I prodotti dedicati ai listini di Russia e Brasile guidano le performance da inizio anno, ma spiccano anche le performance di quelli focalizzati sui listini di Australia e Norvegia
I fondi comuni di investimento appartenenti alla categoria ‘Azionari Paese’ focalizzano l’attenzione sul mercato azionario di un singolo stato, offrendo all’investitore retail la possibilità di apportare al proprio portafoglio un elevato livello di diversificazione per asset allocation geografica. Trattasi di strumenti che consentono di assumere un’esposizione sia verso i listini azionari dei paesi industrializzati sia verso le economie emergenti. Un numero limitato di strumenti permette anche di investire sui mercati di frontiera, paesi che non hanno ancora raggiunto gli standard socio-economici mesi degli emerging markets e inglobano un mix di rischi ed opportunità molto difficile da decifrare.
Grazie all’uso di questi strumenti, l’investitore retail ha la possibilità di investire in Borse altrimenti impossibili da raggiungere a causa degli elevati costi di negoziazione da versare agli intermediari o della scarsa liquidità che permea alcuni di questi mercati o i titoli ivi quotati. Se queste sono alcune delle virtù insite in questi strumenti, non vanno tuttavia dimenticati alcuni aspetti sfavorevoli: i costi di gestione annua sono solitamente superiori a quelli di un normale fondo comune azionario, il rischio legato alla specificità estrema del prodotto e, in alcuni casi, alle oscillazioni delle valute.
A differenza dei fondi dedicati alle macro-aree –che permettono di diversificare il rischio tra i mercati azionari localizzati in una determinata regione del pianeta-, i fondi azionari paese sono caratterizzati da una forte e precisa concentrazione del portafoglio sulla Borsa di un singolo paese.

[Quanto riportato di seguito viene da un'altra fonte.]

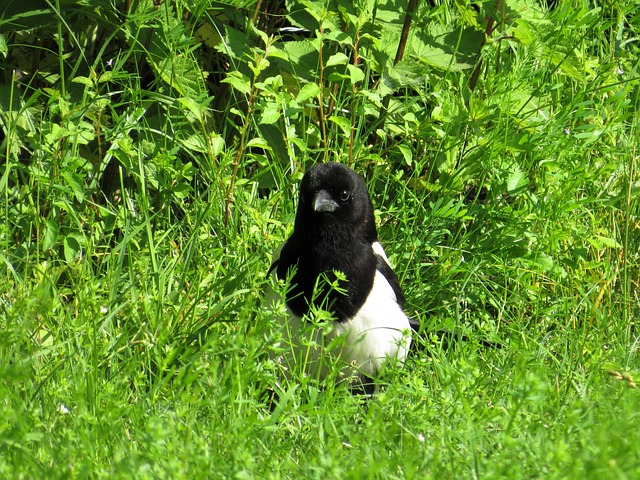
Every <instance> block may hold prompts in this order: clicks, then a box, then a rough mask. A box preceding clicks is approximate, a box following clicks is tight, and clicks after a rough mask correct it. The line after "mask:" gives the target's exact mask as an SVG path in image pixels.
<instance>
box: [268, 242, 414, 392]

Per tale ragione, possono essere utilizzati da coloro che – consci dell’assunzione di un maggior livello di rischio- credono nelle potenzialità di crescita di alcuni stati.
Osservando le performance conseguite da questi strumenti da inizio anno, notiamo che i fondi in testa alla classifica delle performance sono quelli specializzati sul listino russo e su quello brasiliano. Le prime due posizioni sono occupate dall’Ubs Russia in Usd (+126,5%) e dal Dws Russia in Euro (+125%), seguiti dal CAAM Brazil S Cap in Usd con un incremento del 116,8%. Rivalutazioni year to date del 100% e oltre sono state conseguite anche da alcuni fondi specializzati sui listini dell’America latina ( il Fidelity Latin America stocks in Euro ha registrato un +93% e il DWS Latin America +89%), dall’Australian Resources di Aviva Investors (+100%) e dal DWS Turkei (+99,83%). Nel novero dei migliori non mancano alcuni prodotti specializzati su alcuni listini industrializzati. E’ questo il caso del Norwegian Equity di Nordea (+89,74%).
Spostando l’attenzione sulle performance conseguite nel medio termine, in testa alla classifica si confermano i fondi dedicati ai listini azionari cinesi. A guidare la classifica è il Gestielle Cina di Aletti Gestielle con un rendimento sui trentasei mesi del 36,21%, seguito dal Easy Fund Equity China di Eurizon Capital SA con un +35% e dal Templeton China di Franklin Templeton Investment Funds Sicav con un +30,87%. A ridosso dei primi troviamo il DWS Brazil (+26,24%), il Malaysia P di Ubs Equity Fund (+24,66%) e il Franklin India di Franklin Templeton Investment Funds Sicav (+24,24%).
Le performance di lungo periodo sono guidate dai due fondi Fidelity (denominati in Usd ed Euro) dedicati all’America Latina con progressi a sessanta mesi rispettivamente del 207,69% e del 196,36%. Oltre ai fondi specializzati sui listini di India e Cina, nella lista dei primi venti fondi a cinque anni troviamo anche strumenti dedicati al listino di Singapore (il JF Singapore in Usd di JP Morgan Funds con un +76,39%), a quello australiano ( l’Australia M Cap di BNP Paribas Asset Management con una variazione del 90,82% e l’Australia Privilege, ancora di BNP, con un progresso dell’80%) e ai listini iberici ( l’Iberia A di Fidelity Funds Sicav con un incremento dell’80,99%).